Il mercato italiano dell’ auto è quasi in caduta libera,

ROMA – Il mercato italiano dell’ auto è quasi in caduta libera, nonostante molte nuove proposte e campagne aggressive. Gli automobilisti sono già ultratassati, ma ancora non basta. Il Codacons esprime preoccupazione non solo per l’ accelerazione dell’ inflazione (2,7%,il massimo da 3 anni) registrata dall’ Istat a giugno, ma anche per i nuovi rincari dei carburanti. In praticata una «stangata» stimata attorno agli 85 euro l’ anno, includendo altri ritocchi, ma senza contare il nuovo balzello introdotto dalla Finanziaria sulle vetture con oltre 300 cavalli.

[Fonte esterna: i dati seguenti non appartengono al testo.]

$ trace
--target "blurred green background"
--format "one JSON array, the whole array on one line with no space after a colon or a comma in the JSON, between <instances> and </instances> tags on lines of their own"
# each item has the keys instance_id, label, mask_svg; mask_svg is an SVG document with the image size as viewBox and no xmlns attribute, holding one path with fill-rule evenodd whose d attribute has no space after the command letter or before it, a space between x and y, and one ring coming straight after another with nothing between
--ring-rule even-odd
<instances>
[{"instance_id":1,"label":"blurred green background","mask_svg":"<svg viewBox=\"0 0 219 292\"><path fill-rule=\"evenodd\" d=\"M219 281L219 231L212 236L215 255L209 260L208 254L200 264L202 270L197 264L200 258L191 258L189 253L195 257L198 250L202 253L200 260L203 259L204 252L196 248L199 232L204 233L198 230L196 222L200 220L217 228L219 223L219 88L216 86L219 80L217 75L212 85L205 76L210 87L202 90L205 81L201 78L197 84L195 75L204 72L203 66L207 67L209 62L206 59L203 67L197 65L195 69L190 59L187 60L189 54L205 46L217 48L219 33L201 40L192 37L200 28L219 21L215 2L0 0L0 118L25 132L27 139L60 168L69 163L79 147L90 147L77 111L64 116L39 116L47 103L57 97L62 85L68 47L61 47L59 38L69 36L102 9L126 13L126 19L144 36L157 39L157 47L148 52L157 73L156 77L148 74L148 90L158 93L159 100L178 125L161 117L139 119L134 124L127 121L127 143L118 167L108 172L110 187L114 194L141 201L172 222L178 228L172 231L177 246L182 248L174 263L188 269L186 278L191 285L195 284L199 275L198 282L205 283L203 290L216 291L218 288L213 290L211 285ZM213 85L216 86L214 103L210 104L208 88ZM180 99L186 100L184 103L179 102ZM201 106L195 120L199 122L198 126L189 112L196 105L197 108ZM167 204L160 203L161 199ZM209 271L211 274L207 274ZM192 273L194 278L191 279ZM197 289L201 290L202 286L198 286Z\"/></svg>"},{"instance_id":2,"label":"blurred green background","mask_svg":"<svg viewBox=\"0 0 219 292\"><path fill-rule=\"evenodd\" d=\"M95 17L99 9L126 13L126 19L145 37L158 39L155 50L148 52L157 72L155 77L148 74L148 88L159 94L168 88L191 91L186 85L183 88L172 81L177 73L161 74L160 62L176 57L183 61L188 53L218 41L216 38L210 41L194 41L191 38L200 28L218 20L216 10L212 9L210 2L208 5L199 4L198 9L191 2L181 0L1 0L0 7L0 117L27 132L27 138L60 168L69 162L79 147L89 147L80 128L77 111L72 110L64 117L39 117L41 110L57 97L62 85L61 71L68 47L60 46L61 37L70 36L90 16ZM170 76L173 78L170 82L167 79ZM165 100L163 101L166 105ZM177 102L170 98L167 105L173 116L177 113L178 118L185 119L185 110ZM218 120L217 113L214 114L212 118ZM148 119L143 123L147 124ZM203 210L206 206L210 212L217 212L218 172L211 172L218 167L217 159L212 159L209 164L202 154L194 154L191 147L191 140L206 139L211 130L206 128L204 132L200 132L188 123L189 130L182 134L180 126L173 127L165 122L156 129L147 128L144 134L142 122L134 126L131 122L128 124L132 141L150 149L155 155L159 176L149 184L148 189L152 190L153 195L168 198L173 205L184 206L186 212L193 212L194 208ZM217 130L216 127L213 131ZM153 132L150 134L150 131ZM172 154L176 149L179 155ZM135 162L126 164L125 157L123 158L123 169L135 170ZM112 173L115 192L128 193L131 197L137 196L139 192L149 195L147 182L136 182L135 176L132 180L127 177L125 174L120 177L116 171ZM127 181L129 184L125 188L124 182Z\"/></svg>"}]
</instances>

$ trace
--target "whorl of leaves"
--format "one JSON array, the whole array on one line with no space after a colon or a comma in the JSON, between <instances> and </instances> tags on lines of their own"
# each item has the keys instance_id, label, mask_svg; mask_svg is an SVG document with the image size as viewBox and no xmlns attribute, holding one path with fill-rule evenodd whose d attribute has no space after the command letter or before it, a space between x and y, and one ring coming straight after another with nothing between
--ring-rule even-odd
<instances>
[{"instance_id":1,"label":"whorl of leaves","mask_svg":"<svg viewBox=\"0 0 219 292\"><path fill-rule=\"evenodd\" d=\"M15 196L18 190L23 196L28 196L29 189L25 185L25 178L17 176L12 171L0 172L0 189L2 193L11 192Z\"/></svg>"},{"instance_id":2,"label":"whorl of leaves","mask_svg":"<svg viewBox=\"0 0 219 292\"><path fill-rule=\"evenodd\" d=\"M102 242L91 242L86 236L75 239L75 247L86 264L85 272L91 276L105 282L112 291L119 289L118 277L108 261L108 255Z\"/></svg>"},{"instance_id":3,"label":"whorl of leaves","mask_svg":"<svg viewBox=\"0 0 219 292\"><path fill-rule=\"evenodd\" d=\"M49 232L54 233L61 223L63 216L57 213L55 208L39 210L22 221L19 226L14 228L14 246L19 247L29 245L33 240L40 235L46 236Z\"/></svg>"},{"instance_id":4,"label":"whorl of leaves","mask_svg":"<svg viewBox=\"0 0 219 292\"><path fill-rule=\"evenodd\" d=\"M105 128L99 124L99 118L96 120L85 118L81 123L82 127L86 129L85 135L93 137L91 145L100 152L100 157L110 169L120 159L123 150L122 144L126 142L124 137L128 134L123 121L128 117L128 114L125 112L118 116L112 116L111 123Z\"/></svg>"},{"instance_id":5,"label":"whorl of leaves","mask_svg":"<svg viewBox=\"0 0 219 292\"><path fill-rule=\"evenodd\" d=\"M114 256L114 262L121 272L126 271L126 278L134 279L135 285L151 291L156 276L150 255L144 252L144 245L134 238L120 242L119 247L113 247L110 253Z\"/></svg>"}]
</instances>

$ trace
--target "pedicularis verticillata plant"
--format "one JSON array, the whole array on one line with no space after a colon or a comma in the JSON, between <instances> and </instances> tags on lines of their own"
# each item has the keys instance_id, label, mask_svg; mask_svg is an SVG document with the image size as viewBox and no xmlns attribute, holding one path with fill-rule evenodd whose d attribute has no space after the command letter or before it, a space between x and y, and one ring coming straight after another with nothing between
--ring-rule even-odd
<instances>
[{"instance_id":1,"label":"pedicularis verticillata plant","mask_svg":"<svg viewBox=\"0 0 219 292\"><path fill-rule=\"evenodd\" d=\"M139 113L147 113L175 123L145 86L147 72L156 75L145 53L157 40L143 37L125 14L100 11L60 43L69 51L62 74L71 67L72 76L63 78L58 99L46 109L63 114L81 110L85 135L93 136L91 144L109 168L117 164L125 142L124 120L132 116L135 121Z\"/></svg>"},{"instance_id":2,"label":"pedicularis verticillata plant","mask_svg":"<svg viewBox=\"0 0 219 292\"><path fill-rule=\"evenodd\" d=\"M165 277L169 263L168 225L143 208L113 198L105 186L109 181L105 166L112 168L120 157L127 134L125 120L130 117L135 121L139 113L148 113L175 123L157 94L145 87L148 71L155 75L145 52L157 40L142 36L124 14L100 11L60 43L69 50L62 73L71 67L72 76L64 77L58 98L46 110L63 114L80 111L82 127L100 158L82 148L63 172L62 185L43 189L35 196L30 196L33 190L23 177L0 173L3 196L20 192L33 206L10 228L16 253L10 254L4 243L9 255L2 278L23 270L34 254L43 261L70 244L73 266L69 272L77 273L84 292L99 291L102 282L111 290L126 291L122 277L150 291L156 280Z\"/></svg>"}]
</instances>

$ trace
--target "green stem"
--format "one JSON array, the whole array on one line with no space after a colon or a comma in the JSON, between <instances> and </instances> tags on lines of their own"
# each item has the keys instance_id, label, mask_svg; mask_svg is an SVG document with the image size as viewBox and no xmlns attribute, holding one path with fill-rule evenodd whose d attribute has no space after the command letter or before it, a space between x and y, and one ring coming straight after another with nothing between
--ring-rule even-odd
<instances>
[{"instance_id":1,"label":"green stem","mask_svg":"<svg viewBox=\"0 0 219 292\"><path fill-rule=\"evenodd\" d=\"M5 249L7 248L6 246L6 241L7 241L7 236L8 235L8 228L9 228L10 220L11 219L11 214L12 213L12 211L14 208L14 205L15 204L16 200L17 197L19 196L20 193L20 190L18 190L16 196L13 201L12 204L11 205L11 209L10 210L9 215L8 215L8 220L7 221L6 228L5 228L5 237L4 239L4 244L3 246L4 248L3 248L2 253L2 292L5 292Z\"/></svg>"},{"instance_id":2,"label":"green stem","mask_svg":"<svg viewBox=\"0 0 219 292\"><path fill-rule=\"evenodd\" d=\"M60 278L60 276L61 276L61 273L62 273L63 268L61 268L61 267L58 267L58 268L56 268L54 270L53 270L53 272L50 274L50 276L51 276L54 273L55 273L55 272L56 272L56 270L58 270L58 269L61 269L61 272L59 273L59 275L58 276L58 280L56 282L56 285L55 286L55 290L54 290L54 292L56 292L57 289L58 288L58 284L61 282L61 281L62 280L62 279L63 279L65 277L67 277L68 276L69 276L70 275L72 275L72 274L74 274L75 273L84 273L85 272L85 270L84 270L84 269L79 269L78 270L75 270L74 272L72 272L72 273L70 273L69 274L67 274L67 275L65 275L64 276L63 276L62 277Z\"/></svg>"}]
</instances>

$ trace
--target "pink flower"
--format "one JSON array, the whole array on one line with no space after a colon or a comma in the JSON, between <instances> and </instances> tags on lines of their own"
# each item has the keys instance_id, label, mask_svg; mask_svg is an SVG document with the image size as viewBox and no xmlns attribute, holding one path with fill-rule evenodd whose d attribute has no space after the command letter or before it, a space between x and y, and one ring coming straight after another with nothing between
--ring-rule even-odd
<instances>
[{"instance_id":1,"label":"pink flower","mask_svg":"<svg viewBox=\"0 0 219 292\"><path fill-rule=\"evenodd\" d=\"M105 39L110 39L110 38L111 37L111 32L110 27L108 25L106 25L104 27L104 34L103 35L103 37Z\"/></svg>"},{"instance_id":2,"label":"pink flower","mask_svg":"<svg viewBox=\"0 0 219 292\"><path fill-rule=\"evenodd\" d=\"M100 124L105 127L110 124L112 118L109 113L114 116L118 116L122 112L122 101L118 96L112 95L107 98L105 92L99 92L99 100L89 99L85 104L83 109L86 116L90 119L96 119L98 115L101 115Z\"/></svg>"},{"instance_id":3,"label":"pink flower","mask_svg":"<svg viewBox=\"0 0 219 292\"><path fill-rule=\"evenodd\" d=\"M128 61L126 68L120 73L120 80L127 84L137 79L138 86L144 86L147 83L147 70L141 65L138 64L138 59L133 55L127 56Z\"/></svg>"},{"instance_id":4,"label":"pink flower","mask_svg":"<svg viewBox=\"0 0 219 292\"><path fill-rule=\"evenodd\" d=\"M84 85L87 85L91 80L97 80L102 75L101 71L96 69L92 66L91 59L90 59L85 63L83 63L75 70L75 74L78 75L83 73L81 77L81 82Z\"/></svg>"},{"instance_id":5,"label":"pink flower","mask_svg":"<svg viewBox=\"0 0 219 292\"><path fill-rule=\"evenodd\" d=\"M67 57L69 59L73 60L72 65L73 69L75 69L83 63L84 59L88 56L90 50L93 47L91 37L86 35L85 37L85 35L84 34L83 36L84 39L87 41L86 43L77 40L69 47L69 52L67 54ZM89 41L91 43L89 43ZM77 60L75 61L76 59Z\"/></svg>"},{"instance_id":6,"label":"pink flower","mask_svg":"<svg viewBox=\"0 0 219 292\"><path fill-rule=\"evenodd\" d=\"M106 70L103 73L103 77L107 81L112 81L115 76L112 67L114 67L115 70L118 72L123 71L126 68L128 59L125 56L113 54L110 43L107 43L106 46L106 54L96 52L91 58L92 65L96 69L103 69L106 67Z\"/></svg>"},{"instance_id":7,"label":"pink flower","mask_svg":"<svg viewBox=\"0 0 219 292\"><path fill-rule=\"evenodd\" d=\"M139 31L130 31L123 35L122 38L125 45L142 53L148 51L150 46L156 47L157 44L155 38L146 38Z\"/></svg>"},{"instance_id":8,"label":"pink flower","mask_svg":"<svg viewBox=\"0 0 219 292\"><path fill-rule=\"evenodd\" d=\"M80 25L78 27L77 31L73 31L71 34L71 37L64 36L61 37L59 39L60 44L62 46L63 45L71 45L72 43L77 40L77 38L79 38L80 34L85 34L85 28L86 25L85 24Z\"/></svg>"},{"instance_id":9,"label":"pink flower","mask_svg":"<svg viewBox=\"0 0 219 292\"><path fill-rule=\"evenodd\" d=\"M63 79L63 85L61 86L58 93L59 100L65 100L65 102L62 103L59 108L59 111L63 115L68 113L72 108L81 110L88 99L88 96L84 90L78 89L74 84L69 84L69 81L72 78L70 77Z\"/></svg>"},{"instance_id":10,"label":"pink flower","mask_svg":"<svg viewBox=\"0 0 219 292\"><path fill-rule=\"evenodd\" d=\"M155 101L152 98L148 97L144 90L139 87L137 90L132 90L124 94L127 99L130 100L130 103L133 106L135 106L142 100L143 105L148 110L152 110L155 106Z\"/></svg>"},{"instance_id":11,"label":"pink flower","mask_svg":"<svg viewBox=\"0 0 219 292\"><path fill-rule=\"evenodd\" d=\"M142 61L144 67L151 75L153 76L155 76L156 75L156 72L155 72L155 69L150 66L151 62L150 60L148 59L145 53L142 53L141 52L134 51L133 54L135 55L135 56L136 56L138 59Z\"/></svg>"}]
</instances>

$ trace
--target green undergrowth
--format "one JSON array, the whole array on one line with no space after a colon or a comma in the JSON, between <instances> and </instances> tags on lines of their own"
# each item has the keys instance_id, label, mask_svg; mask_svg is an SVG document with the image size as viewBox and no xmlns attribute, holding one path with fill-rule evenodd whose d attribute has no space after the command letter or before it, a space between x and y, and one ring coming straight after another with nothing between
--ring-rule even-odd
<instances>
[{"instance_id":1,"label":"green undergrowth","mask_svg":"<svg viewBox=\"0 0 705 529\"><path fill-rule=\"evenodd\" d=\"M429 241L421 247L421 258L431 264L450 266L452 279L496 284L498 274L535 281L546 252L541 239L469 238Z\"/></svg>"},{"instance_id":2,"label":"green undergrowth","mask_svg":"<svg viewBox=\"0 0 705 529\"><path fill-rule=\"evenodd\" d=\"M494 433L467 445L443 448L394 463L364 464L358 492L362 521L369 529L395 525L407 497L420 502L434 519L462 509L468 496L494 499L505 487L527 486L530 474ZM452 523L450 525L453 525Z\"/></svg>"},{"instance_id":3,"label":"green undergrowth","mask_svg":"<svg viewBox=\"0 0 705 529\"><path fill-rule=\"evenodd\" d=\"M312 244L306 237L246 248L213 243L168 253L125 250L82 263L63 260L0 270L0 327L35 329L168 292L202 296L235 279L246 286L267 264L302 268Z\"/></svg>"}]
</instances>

Codacons avverte che la situazione è aggravata dall’ entrata in vigore degli ultimi ritocchi ai listini di benzina e gasolio voluti per finanziare il fondo unico dello spettacolo «che – ricorda l’ associazione dei consumatori – vanno ad aggiungersi a quelli già in atto per fronteggiare l’ emergenza immigrati». Un «salasso» calcolato in 60 euro l’ anno: «E’ da irresponsabili aver deciso di aumentare le accise sui carburanti», rincara Codacons. Senza contare «le misure del federalismo fiscale, ossia l’ aliquota aggiuntiva del 3,5% sull’ importo netto del premio Rc Auto che determinerà un aggravio medio di 25 euro a polizza e l’ aumento dell’ Imposta provinciale di trascrizione». L’ Ania, il «sindacato» delle compagnie assicurative corregge il tiro: «Se il ddl antifrode accoglierà le nostre modifiche, proposte assieme alle organizzazioni dei consumatori – spiega il presidente Fabio Cerchiai – sono possibili tagli dei prezzi delle assicurazioni del 15-20%». «Per ridurre i prezzi per i consumatori – ha detto Cerchiai – bisogna ridurre i costi per le imprese». Tre le richieste ci sono il divieto del mercato dei sinistri impedendo la cessione del credito, il rilancio della procedura di conciliazione e l’ adozione della cosiddetta «scatola nera».